Yams are also a good source of the mineral potassium, which helps control blood pressure. Low ingestion of potassium, especially when coupled with high sodium intake, can often lead to hypertension. Speaking of hyperhension, a storage protein contained in yams called dioscorin may also be of benefit to certain people suffering from this condition. Studies suggest that dioscorin can aid increased kidney blood flow and reduce blood pressure. To cap it all off, yams are also a great source of vitamin C which lowers blood pressure and ensures proper dilation of blood vessels, improving blood flow to the heart and preventing such diseases as atherosclerosis, high cholesterol and congestive heart failure.
The presence of the antioxidant vitamin C in yams helps protect the body from free radicals that cause oxidative stress. Oxidative stress, or "cellular rust," is associated with many different types of cancer, including lung, mouth, throat, colon, stomach and esophagus. Vitamin C also aids in the generation of vitamin E (another useful antioxidant).
One cup of yams contains almost thirty percent of the daily recommendation of vitamin C. The body uses vitamin C for protection from immune system deficiencies and may reduce the chances of macular degeneration, a condition in which fine vision deteriorates, resulting in central vision loss and is the leading cause of blindness in people over the age of 50.

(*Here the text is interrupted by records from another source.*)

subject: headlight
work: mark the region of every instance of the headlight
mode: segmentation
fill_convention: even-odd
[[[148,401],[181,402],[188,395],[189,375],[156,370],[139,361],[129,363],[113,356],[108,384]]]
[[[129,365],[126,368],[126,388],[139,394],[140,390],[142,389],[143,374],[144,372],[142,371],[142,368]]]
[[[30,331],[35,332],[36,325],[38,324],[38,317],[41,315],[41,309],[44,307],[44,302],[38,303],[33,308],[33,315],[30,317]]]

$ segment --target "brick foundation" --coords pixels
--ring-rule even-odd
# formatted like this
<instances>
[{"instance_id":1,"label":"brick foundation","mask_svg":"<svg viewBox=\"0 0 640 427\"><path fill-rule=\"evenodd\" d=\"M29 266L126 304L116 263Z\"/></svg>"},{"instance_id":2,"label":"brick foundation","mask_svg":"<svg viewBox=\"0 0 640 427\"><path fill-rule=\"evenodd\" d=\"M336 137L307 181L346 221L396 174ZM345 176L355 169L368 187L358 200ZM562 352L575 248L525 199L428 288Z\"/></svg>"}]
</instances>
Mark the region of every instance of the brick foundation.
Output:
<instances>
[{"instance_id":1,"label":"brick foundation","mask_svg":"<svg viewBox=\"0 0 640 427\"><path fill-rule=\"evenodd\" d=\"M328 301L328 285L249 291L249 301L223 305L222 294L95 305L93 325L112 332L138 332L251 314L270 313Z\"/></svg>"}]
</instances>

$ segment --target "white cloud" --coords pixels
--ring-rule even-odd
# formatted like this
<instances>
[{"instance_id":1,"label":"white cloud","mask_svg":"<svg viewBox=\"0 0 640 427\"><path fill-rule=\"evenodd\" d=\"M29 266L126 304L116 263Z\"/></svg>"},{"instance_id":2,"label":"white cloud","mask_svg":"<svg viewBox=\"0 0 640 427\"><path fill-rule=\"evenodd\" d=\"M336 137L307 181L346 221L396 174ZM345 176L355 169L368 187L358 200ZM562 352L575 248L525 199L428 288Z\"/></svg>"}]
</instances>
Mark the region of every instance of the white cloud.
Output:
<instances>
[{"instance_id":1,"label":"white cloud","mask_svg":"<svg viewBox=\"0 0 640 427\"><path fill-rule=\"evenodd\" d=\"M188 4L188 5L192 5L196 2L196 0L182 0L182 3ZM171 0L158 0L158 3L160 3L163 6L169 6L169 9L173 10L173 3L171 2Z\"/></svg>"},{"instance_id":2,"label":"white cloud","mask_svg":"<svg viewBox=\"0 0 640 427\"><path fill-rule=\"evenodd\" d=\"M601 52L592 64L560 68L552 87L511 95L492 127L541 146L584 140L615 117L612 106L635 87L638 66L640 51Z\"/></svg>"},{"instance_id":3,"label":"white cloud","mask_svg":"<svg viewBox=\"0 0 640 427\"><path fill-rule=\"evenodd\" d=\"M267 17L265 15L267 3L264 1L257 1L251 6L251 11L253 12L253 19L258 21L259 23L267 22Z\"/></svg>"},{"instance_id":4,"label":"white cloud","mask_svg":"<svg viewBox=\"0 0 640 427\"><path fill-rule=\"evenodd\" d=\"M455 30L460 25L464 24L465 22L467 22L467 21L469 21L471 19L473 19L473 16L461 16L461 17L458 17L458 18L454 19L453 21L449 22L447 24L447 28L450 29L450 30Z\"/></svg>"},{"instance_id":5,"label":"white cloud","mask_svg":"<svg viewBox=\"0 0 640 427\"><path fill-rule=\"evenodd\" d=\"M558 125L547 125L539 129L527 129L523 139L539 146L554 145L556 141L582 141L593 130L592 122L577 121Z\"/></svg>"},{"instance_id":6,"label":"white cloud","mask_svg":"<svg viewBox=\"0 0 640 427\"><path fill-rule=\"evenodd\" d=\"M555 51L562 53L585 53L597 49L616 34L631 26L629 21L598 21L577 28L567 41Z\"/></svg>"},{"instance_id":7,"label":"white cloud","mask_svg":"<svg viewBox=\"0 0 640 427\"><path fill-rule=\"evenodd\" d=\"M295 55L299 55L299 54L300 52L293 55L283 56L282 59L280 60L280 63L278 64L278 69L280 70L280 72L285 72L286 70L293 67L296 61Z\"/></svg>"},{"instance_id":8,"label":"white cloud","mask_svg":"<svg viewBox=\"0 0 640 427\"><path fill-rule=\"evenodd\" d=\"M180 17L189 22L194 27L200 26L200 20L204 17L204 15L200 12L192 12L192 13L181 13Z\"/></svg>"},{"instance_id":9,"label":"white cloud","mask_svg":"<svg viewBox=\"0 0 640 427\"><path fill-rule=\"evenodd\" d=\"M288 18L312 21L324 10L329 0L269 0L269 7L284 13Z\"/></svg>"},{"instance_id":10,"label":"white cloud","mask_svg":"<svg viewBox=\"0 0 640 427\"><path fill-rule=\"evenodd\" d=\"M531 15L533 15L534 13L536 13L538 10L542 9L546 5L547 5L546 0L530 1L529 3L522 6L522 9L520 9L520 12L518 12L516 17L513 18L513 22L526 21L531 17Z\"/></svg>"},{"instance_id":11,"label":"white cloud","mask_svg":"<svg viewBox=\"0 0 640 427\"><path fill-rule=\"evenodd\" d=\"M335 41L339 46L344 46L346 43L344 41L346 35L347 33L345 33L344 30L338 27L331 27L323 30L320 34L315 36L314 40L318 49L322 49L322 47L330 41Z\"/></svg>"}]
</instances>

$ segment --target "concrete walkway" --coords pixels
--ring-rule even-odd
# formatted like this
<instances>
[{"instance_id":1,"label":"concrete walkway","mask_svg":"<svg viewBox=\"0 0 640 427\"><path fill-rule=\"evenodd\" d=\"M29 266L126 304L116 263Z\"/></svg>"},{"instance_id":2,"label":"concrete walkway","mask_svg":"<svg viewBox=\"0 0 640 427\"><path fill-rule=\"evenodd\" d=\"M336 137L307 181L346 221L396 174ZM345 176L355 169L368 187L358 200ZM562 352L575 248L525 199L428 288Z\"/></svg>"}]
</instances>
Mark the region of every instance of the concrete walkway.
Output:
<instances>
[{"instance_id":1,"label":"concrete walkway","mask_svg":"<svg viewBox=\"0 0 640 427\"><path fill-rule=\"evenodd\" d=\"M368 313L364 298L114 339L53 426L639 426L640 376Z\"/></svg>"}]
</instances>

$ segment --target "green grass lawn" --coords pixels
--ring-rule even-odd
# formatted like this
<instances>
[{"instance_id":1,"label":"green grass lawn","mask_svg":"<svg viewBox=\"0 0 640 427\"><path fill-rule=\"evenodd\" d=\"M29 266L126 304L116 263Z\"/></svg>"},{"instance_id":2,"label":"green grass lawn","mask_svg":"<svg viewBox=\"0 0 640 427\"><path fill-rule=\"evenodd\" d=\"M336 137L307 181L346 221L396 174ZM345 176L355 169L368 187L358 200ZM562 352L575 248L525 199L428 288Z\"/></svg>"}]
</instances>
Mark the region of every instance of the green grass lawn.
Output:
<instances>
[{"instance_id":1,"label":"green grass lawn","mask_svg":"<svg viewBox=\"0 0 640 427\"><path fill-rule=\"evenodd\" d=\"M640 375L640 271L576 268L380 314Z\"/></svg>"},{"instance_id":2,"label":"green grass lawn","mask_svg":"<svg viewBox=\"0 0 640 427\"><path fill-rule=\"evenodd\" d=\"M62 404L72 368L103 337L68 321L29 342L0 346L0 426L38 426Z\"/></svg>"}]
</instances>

Rich in fiber, yams fill you up nicely without filling out your hips and waistline. Yams' complex carbohydrates are broken down into sugars, released and absorbed into the bloodstream at a gradual rate, keeping you satisfied longer, and they are very low in calories too.
Brain and Nervous System
The potassium so abundant in yams is very important in regulating muscle and nerve activity. Both the frequency and degree to which our muscles contract and our nerves become excitable depend heavily on the right amount of potassium in the body. Many of our muscle and nerve cells have specialized channels for moving potassium in and out of the cell. When movement is blocked, or when potassium is lacking in the diet, muscle and nerve activity can be compromised.
Blood Sugar Regulation
Yams' complex carbohydrates are broken down into sugars, released and absorbed into the bloodstream at a gradual rate. This prevents blood sugar levels from spiking too high too quickly and dipping too low. They are also a good source of manganese, which helps with carbohydrate metabolism and is a cofactor in a number of enzymes important in energy production.